The genre is definitely this mix of prog rock and R&B. It’s a synthesizer, keyboard-heavy sound, even though we do have guitar, electric bass, drums, stuff like that. There’s a couple fun additions. Ellie plays the iPad on GarageBand on one track, where she just starts playing this little rhythm. There’s a lot of vocal parts. I’m singing lead, and there are three backing vocalists, one of them who plays the keyboard. There’s a sampler, and this electric marimba that’s played with mallets, which is cool. This is a TIMARA concert so there’s some noise stuff hooked up to the Eurorack, but it’s only on one track and it’s dialed back just so that no one’s uncomfortable.

How do you think it’ll be to experience this live?

Expect it to be focused on making sure that it’s accommodating to people. We’re gonna have a few rows reserved specifically for anyone with sensory issues, so if they need at any point to leave — maybe stuff’s too much for them, or it’s too loud — they can step out without having to walk in front of people.
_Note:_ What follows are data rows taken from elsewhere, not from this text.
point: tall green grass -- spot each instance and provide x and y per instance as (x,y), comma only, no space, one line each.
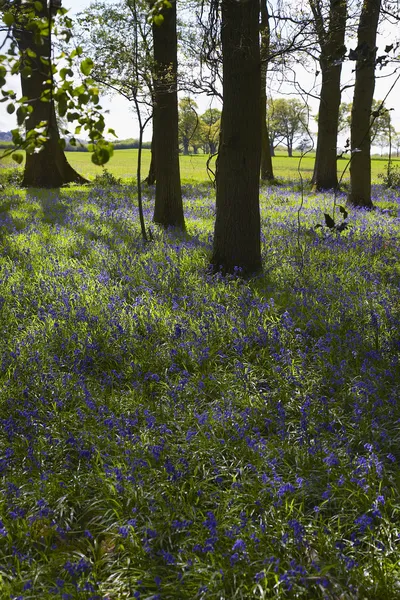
(194,167)
(172,434)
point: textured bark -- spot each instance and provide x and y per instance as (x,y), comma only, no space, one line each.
(267,173)
(48,168)
(237,226)
(332,50)
(151,177)
(360,165)
(168,210)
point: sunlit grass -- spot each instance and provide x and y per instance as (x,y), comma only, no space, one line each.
(194,167)
(172,434)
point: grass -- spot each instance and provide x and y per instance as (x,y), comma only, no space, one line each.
(172,434)
(194,168)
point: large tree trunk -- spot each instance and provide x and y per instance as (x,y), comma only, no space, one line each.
(267,173)
(168,210)
(360,165)
(48,168)
(237,226)
(332,49)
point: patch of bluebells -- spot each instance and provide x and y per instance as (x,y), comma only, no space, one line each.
(184,425)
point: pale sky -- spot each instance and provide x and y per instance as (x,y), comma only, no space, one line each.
(122,119)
There’s gonna be earplugs and stuff too. Even though the music never gets too loud, it’s just in case some people have sensitive ears, just like mine.

There’s also a visual element, a projector screen running video. I don’t know if you know the concept of liminal space, but it’s footage of me as a child, and images of certain liminal spaces, of all of these places I’ve passed through throughout my youth. It’s nostalgic, but it’s also a source of anxiety because of trauma from childhood, from being outcast and bullied. It’s the warmth of childhood memories, but it’s also a way to unpack that trauma. 

Honestly, it’s gonna be emotional. This is the last big thing I’m a part of here, and I really hope the audience can connect with it, and feel like they’re a part of the story. I want them to feel like they are a part of everything that’s helped me, in all that I’ve dealt with, because I’m surrounded by people I care about. It’s about creating something that’s loving and warm and comforting, especially to the neurodivergent people at this recital. I want this to be a stim-friendly environment. I know that this world makes us mask a lot, but this is a space where there’s no judgment, a space where you can be your true, authentic self.